Auch wenn diese aufgrund ihrer Konstruktion ohne Genehmigung in Deutschland getragen werden dürfen, sollten Sie keine Kampf- oder "tacticoolen"-Messer mitnehmen. Versucht euch nicht durch Bekleidung und Erscheinung von der "Touristenmenge" abzuheben. Dies beinhaltet das nicht sichtbare Abnehmen von Messern und das Nichttragen von Rucksäcken im militärischen Bereich (z.B. für den Einsatz von Rucksäcken der Firma Müller).

Nimm die in der Ferienregion als Werkzeuge bekannten Taschenmesser mit. Ein Musterbeispiel ist ein Laguiole-Messer für Ihren Frankreichurlaub. Deshalb könnte ein Meinungsbildner in Frankreich bereits zum Thema werden, auch wenn jeder Landwirt im Lande eines dieser Dinge in der Hosentasche hat. Die Schweizermesser funktionieren zwar flächendeckend, aber Vorsicht: Einige Typen haben ein Klingenschloss, was in vielen Staaten verboten ist (Gruppe 1: äußerst problematisch).

Zweihänder mit klassischem Look (Modell "Opa's Taschenmesser") werden kaum kritisiert. Vergraben Sie Ihre Klingen in Ihren Kleidern oder alternativ in Ihren Schuhen, wenn eine Kontrolle ersichtlich ist. Häufig werden Beutel und Rücksäcke sorgfältig geprüft, während ein 9 mm langer, in den Rücken geschobener Gurt nicht beachtet wird. Polizeieinsätze, militärische und zollrechtliche Maßnahmen erscheinen in vielen Bereichen beliebig und unberechenbar; das Justizsystem ist stark politisch geprägt.

Durch den Terrorismus sind sowohl der Blick auf die Messerstiche als auch die Kontrolle deutlich gestiegen. Einige Bundesinnenministerien haben die Landespolizei beauftragt, mit aller Schärfe auf Messerjagd zu gehen. Die Umsetzung erfolgt zum Teil im Rahmen des Rechtsrahmens, zum Teil aber auch unter Umgehung des Gesetzes.

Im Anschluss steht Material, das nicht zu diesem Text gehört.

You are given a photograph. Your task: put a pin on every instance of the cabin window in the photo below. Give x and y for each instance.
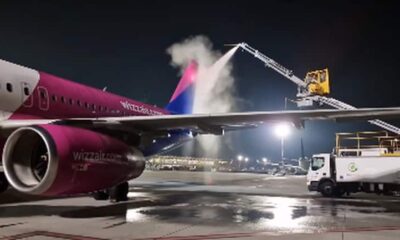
(26, 91)
(317, 163)
(9, 87)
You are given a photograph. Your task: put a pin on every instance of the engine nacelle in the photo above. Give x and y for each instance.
(58, 160)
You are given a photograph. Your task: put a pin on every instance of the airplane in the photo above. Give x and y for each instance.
(59, 137)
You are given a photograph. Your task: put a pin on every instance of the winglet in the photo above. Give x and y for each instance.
(182, 100)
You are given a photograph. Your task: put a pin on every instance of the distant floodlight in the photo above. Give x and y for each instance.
(282, 130)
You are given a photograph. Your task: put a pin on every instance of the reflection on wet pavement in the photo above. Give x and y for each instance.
(254, 212)
(212, 209)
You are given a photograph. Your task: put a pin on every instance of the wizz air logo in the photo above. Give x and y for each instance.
(140, 109)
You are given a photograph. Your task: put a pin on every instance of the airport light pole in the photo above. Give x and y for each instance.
(282, 130)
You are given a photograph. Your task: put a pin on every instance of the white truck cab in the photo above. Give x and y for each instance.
(361, 168)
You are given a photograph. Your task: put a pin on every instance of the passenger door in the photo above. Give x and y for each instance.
(26, 94)
(43, 98)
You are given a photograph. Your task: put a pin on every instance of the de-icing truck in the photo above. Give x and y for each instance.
(361, 162)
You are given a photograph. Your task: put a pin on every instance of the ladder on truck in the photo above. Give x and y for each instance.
(303, 93)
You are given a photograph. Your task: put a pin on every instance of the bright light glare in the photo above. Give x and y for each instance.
(282, 130)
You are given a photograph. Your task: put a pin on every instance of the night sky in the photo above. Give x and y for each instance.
(122, 45)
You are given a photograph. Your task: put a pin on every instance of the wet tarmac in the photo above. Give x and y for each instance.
(187, 205)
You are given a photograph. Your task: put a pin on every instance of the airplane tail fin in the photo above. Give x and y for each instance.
(182, 100)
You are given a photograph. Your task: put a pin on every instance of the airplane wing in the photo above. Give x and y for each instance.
(212, 123)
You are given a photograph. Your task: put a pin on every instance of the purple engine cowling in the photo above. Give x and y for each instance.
(59, 160)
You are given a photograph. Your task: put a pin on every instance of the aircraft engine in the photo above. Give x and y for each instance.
(61, 160)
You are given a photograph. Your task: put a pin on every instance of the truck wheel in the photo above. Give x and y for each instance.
(119, 193)
(3, 183)
(100, 195)
(327, 189)
(339, 192)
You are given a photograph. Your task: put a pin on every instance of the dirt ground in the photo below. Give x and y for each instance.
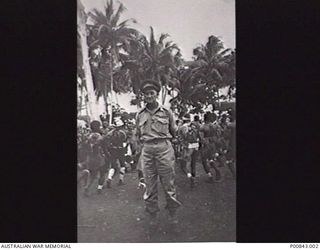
(208, 213)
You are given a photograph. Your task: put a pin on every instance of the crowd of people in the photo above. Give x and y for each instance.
(104, 150)
(155, 144)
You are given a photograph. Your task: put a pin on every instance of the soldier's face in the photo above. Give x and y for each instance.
(150, 96)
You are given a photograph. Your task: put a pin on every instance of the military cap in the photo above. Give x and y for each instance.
(186, 117)
(150, 84)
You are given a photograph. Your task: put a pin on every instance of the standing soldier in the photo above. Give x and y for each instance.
(116, 140)
(188, 135)
(209, 136)
(94, 163)
(155, 129)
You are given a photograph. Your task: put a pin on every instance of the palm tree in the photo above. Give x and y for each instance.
(151, 59)
(112, 36)
(82, 41)
(211, 61)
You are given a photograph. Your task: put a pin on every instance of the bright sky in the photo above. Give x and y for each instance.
(188, 22)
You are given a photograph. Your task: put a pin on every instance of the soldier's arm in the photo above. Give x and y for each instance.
(172, 124)
(138, 135)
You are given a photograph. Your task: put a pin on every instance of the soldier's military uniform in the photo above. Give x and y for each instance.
(155, 129)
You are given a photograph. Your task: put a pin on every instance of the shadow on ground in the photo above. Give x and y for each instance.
(117, 215)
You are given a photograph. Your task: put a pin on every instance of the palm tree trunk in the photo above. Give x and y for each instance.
(81, 21)
(111, 86)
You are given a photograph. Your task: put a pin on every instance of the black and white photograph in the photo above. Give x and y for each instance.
(156, 121)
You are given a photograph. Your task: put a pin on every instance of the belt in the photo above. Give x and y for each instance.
(156, 141)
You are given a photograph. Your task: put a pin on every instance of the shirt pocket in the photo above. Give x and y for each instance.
(143, 125)
(160, 125)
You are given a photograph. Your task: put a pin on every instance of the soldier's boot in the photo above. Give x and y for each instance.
(108, 183)
(173, 218)
(99, 189)
(121, 183)
(210, 178)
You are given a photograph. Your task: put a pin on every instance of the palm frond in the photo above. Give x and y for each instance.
(116, 17)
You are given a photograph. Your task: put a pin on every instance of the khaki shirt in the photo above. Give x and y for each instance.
(159, 124)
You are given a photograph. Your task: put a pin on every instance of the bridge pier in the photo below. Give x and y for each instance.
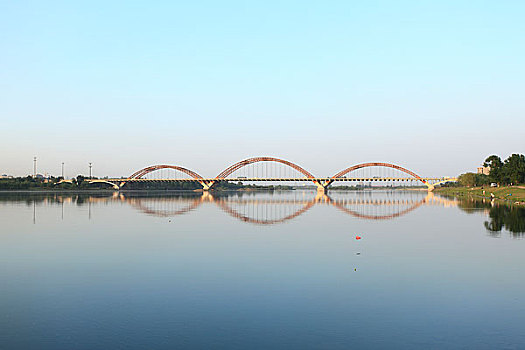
(206, 186)
(322, 188)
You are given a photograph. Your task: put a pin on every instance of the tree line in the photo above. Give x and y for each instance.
(508, 172)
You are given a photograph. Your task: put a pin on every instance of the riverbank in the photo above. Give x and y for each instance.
(513, 194)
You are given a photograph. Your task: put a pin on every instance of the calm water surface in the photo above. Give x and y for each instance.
(260, 271)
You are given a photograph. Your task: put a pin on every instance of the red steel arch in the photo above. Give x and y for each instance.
(386, 165)
(142, 172)
(228, 171)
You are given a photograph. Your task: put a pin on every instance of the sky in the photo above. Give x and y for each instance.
(435, 86)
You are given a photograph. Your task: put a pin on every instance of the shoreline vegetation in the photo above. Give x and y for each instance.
(511, 194)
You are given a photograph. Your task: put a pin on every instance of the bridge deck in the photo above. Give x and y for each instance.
(253, 179)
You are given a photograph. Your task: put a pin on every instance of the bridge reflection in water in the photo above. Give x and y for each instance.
(267, 209)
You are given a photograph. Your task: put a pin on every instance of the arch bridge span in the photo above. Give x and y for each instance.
(322, 183)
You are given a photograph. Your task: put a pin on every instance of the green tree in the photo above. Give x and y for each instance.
(513, 170)
(467, 179)
(496, 165)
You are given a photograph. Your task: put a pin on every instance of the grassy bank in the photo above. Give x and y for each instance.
(508, 193)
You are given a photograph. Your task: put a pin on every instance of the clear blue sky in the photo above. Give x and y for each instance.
(433, 85)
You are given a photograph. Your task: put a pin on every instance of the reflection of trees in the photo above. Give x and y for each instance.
(501, 215)
(509, 217)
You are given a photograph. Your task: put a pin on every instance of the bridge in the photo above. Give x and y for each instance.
(270, 169)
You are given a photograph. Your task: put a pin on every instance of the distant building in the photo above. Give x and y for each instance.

In Deutschland gibt es keinen isolierten Fall. In vielen Staaten kann man sich nicht mehr darauf verlassen, dass man nicht wegen des Tragens eines gesetzlichen Messer verfolgt wird. Dieser Vorfall relativiert die Präsentation der Waffengesetzgebung in diesem Aufsatz. Die Rechtslage ist für kleine Äxte und Tomahawk vollkommen vage. In Dänemark oder Großbritannien können auch herkömmliche Multitools zum Nachteil werden, wenn sie über wenigstens eine feststellbare Schneide verfügt.

Eine Reise nach Dänemark, Großbritannien, Irland oder in die Niederlande wird nicht empfohlen, wenn Sie nicht auf das übliche Taschenmesser in der Tasche verzichten möchten. Sämtliche erwähnten Markennamen, Handelsmarken, Logos und Bezeichnungen sind geistiges Eigentum der entsprechenden Eigentümer.